Train engineers are responsible for operating a variety of locomotive engines: They may drive supplied electric, steam, diesel-electric, magnetic levitation, battery powered, or gas-turbine-powered locomotives. These locomotives might transport anything from passengers to freight.
Safety is an important part of the train engineer' job. Trains generally need to be inspected before each trip to ensure that they are in good condition. The train and the condition of the track will also be monitored during a trip. Any problems on the track are usually communicated to rail dispatchers and rail inspectors.
Train engineers are also responsible for keeping a trip on schedule. They operate the controls while the train is in transit. Train engineers operate the throttle at the appropriate speed for their location and track conditions. They also operate the air brakes and must be familiar with weight to speed ratios to be able stop a train on time.

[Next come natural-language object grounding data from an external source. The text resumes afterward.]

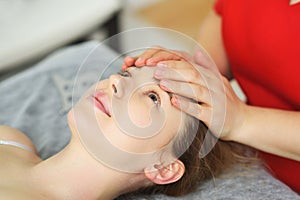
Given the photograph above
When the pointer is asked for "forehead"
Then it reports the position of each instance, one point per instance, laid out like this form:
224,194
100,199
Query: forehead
143,74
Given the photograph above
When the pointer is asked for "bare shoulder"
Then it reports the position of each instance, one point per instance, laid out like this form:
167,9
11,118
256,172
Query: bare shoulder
12,134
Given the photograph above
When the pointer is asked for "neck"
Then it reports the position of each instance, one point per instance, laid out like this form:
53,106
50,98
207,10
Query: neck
74,174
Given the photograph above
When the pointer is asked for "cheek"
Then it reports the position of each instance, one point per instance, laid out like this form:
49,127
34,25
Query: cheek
139,111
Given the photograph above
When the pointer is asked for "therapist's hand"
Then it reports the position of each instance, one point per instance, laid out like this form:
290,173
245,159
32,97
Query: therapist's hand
199,89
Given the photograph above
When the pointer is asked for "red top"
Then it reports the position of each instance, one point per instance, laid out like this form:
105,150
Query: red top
262,42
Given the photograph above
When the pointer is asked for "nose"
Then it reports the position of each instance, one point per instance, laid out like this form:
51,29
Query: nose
116,86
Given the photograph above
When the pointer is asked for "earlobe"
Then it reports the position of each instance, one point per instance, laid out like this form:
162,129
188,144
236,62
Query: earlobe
165,174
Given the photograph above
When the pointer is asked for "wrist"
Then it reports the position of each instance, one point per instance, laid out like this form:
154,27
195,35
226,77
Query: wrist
241,125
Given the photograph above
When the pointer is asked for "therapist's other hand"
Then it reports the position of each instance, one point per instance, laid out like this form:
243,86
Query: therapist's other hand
154,55
199,89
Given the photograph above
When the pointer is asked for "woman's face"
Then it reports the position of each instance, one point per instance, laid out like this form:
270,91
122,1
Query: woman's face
130,111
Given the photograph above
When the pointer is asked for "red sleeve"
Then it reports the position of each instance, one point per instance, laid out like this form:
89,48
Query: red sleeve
218,6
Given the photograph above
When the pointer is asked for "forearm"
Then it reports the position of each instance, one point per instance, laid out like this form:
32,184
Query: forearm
271,130
210,37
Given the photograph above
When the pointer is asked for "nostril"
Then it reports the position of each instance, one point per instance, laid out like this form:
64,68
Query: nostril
114,88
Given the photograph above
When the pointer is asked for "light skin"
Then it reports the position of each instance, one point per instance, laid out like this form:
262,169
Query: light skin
271,130
74,173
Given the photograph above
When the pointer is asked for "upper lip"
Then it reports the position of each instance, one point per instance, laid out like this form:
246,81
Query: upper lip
101,98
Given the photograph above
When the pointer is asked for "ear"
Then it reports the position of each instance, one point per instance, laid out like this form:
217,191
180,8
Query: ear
165,174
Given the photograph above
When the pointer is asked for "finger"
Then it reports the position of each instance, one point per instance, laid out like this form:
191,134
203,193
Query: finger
162,55
202,58
129,61
198,93
201,112
179,71
141,61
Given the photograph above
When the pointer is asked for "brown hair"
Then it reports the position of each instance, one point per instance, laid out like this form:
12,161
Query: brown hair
222,157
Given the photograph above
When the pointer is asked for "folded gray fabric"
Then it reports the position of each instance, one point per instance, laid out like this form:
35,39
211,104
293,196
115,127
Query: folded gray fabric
37,100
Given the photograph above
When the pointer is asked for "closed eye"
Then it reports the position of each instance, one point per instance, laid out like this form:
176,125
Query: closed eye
124,74
154,97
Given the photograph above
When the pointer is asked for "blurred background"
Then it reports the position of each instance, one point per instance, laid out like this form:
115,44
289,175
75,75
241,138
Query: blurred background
32,29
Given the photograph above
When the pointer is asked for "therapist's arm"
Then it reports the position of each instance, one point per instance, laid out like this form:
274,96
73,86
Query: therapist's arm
210,37
270,130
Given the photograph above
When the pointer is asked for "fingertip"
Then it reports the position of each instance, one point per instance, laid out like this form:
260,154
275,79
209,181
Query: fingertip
139,62
175,101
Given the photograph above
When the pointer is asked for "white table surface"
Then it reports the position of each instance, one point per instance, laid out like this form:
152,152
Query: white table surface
31,28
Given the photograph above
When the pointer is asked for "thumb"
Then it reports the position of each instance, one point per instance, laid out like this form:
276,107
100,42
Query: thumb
203,59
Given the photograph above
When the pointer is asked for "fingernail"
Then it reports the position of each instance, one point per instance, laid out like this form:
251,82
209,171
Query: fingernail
159,72
150,61
165,84
139,60
175,100
161,65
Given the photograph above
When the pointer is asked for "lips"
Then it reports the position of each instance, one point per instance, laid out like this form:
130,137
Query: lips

Train engineers work in a variety of locations. Some engineers go on cross-country or regional trips while other engineers work in rail yards. They position locomotives, transfer rail cars to different tracks, and add and remove cars from other trains. Other engineers do a similar job at manufacturing facilities: These engineers move rail cars that contain the raw materials for production, and cars that contain the finished product. Other engineers operate special engines that grade gravel and repair track. Train engineers might also drive a special engine called a tug that removes broken down engines from the track.
A train engineer needs to be prepared to work in all types of weather conditions. The train and the track will have to be inspected no matter what the conditions are.
Train engineers receive a lot of their training from the company or agency they work for. Most employers prefer to hire engineers with a degree in mechanical or civil engineering.